The City of Cleveland has temporarily disabled its citizen-facing services following a cyberattack, impacting public offices and facilities such as Erieview and City Hall. Essential operations continue, with emergency services (911, police, fire), utilities, healthcare, and airport travel not affected by the incident. An ongoing investigation with third-party experts is in place; however, specific details regarding the nature of the abnormal IT activity remain undisclosed to prevent compromising the investigation. Publicly disclosed information assures that taxpayer and custom information has not been accessed during the cyberattack. Public services in non-essential departments have been curtailed, requiring residents in need of critical documents or services to exercise patience. City authorities are actively updating the public via platforms like X and have established a helpline (311) to field inquiries related to the incident. No ransomware groups have officially claimed responsibility for the attack as investigations continue.

Cylance, owned by BlackBerry, reveals a data dump allegedly containing customer and employee information is on sale but asserts it poses no risk to customers. The compromised data, reportedly from a third-party platform used between 2015 and 2018, includes names, emails, and marketing information. BlackBerry asserts ongoing security of Cylance systems and products, with no current evidence suggesting compromise of sensitive customer or operational data. Incident response is active, with BlackBerry's security operations team closely monitoring the situation as part of the commitment to safeguarding customer data. A cybercriminal under the alias "Sp1d3r" claims to sell the data for $750,000, though Cylance denies being a customer of the mentioned breached service, Snowflake. Mandiant's latest report investigates Snowflake breaches, identifying 165 potentially affected organizations without implicating Cylance. Assertions by cybercriminals regarding the scale of data breaches, such as the high-profile claim against Christie's, are frequently disputed or inaccurate.

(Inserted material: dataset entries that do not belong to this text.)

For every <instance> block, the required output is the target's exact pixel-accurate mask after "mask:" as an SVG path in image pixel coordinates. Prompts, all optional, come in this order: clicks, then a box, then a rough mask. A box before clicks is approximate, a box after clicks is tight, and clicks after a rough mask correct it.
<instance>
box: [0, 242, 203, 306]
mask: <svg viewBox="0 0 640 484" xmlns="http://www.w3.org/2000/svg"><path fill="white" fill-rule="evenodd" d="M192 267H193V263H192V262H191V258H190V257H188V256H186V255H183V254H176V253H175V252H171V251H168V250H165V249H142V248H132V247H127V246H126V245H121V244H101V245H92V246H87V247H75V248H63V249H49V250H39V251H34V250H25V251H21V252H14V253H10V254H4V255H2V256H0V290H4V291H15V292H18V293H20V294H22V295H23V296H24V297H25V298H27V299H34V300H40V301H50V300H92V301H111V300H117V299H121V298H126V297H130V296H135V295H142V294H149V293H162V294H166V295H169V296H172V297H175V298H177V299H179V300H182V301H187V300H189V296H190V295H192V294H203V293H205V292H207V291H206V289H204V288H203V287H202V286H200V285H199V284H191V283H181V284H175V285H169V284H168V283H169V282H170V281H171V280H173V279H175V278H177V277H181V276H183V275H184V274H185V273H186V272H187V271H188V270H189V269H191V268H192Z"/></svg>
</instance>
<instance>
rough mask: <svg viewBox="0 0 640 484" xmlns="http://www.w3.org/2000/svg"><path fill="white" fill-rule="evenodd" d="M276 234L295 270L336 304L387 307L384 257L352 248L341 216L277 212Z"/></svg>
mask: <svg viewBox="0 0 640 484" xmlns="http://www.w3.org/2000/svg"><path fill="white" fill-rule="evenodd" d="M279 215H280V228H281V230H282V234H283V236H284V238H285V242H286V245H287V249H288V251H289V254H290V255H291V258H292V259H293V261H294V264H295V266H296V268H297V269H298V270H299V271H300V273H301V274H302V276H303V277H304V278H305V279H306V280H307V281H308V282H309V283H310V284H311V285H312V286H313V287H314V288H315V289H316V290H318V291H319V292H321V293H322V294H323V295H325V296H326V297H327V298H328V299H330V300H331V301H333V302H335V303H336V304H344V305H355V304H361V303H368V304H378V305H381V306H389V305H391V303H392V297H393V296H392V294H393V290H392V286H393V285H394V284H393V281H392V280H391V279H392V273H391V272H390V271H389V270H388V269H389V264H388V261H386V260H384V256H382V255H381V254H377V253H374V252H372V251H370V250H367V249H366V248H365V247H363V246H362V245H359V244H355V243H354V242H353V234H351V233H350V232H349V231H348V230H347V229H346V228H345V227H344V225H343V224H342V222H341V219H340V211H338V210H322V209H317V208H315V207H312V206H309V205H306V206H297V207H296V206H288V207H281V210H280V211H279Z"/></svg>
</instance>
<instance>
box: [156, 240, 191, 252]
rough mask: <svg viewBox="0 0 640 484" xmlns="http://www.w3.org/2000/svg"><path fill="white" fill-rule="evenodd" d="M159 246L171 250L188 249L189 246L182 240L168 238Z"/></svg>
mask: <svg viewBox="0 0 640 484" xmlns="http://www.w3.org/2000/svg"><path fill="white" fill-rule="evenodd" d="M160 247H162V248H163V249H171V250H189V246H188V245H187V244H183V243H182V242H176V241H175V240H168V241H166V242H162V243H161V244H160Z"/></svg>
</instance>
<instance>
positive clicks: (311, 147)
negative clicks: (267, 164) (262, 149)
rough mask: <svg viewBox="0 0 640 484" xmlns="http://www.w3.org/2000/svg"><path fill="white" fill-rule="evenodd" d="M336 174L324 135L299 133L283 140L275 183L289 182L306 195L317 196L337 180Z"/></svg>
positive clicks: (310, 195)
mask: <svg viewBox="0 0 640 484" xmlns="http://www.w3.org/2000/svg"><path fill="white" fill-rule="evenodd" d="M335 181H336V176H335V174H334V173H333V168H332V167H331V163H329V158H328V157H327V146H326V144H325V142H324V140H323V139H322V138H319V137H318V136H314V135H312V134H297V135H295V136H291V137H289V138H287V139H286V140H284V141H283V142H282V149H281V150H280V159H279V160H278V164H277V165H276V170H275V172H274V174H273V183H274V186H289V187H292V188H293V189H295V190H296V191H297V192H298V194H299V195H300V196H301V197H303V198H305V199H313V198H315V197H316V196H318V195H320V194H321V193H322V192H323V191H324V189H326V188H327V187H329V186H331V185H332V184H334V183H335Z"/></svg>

The Dutch Military Intelligence and Security Service (MIVD) reported a significant escalation in a Chinese cyber-espionage operation, affecting over 20,000 global FortiGate systems. Chinese hackers exploited the FortiOS/FortiProxy vulnerability (CVE-2022-42475) between 2022 and 2023, targeting governments, international bodies, and defense industry firms. The operation deployed the Coathanger RAT, enabling persistent access to infected devices, even after system updates and firmware upgrades. The malware was detected on a Dutch Ministry of Defence network, but attackers were contained due to network segmentation. The Chinese state-sponsored group leveraged this access for political espionage, focusing on the Netherlands and its allies. Despite security patches, the stealthy nature of the Coathanger malware means many systems likely remain compromised. The Dutch intelligence service highlighted similarities with another Chinese campaign targeting SonicWall appliances, underscording a broader strategy of leveraging firmware-resilient malware in espionage.